Lao mise assieme i pezzi. Il luogo dell’incontro era inusuale perché Hsu era inusuale. O almeno, era inusuale la pazienza del suo capo nel sopportare quello zelo da novellina.
«C’è un vecchio magazzino nel distretto di Wanhua. Vicino al tempio di Longshan. Anni fa lo usavamo per il commercio di sigarette.» Zhang soppesò tra le bacchette una porzione abbondante di alghe. «A Sun si nasconde in un appartamento abusivo sul tetto del magazzino. Da solo, a quanto mi dicono.»
«Verificheremo.» Hsu si alzò facendo stridere lo sgabello. Lanciò un’ultima occhiata al Dente, a Lao, poi diede loro le spalle senza ringraziare. C’era da scommetterci una mano che non avrebbe ricambiato il favore. La porta si chiuse in un colpo secco. Un sushi chef, dietro al banco, alzò gli occhi dal coltello e cercò una spiegazione tra le facce chine sui tavoli.
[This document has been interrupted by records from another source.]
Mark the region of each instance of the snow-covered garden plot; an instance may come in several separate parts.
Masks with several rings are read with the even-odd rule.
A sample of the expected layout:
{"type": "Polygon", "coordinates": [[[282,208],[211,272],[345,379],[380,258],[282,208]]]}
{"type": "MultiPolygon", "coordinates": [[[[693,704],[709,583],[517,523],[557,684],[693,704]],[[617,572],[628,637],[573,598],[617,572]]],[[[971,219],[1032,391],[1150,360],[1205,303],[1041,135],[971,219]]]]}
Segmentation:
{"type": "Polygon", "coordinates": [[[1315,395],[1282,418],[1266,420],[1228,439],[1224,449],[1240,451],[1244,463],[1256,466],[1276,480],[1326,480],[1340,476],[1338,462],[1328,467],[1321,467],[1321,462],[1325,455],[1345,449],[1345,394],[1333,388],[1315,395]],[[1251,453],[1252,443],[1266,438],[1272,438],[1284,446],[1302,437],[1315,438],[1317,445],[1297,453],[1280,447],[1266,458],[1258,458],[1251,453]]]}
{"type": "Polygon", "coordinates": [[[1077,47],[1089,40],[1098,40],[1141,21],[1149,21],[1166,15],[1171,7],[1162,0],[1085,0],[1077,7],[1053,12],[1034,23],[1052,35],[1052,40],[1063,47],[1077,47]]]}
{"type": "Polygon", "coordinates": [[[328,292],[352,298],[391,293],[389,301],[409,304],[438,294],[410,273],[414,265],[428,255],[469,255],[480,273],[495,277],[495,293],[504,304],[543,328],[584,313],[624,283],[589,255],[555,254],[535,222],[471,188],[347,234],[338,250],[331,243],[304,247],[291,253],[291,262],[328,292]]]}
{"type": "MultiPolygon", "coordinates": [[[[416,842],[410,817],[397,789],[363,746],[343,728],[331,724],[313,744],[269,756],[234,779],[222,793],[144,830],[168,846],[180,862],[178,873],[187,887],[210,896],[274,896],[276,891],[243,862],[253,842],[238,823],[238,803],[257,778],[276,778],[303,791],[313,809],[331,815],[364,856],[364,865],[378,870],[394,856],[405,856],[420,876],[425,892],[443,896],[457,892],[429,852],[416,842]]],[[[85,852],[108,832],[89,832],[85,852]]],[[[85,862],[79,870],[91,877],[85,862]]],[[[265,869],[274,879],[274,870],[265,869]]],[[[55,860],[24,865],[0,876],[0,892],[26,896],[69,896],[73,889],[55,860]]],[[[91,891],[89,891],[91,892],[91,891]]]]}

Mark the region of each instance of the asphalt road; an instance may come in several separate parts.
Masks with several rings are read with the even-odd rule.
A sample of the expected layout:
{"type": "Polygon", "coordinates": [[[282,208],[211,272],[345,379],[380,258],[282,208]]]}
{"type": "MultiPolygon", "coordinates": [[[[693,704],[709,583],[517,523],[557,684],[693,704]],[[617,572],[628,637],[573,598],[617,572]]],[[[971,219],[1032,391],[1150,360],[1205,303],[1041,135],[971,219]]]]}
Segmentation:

Lao scosse la testa e si sedette al posto dell’investigatrice. Si sistemò la giacca e prese una sigaretta dalla tasca interna. Non l’accese, perché Zhang aveva smesso, ma aveva bisogno di sentire il filtro tra le labbra.
Zhang il Dente masticava l’insalata di alghe come si trattasse di una prelibatezza. Sul suo volto indurito l’espressione indecifrabile di una statua del Buddha. Ma quella la vedeva lui, che lo conosceva bene. Un passante qualunque l’avrebbe davvero scambiato per un turista sulla sessantina.
Invece teneva le redini di una delle triadi più potenti del paese.
Gli occhi neri di Zhang si spostarono di un millimetro, quel tanto che bastava a guardarlo in faccia.
«A te piacciono le donne, Lao?» Prima che potesse rispondere, l’altro continuò. «A me parecchio. Quando avevo la tua età, forse anche troppo. Ho capito dopo che le cose importanti erano altre.»
Lao raccolse le bacchette lasciate cadere da Hsu, le soppesò, poi le abbandonò sul nastro trasportatore. «Quell’investigatrice non diventerà mai un’amica di famiglia.»
«No.»
Zhang tirò fuori dalla tasca una banconota e la lasciò sul tavolo. Si alzarono. In strada, una pioggerellina leggera e sottile metteva l’umidità nelle ossa dei grattacieli. Sotto il porticato del ristorante, Lao si permise finalmente di accendere la sigaretta. Ma il Dente non aveva finito.
«Da vecchi si hanno meno piaceri, Lao. E nessuno è più grande di vedere il successo dei propri figli.»
NdA: Racconto originariamente scritto per una competizione amichevole sul forum Minuti Contati. C'era un limite abbastanza stringente di caratteri da rispettare, quindi mi sono tenuto davvero sul sintetico. Bella sfida!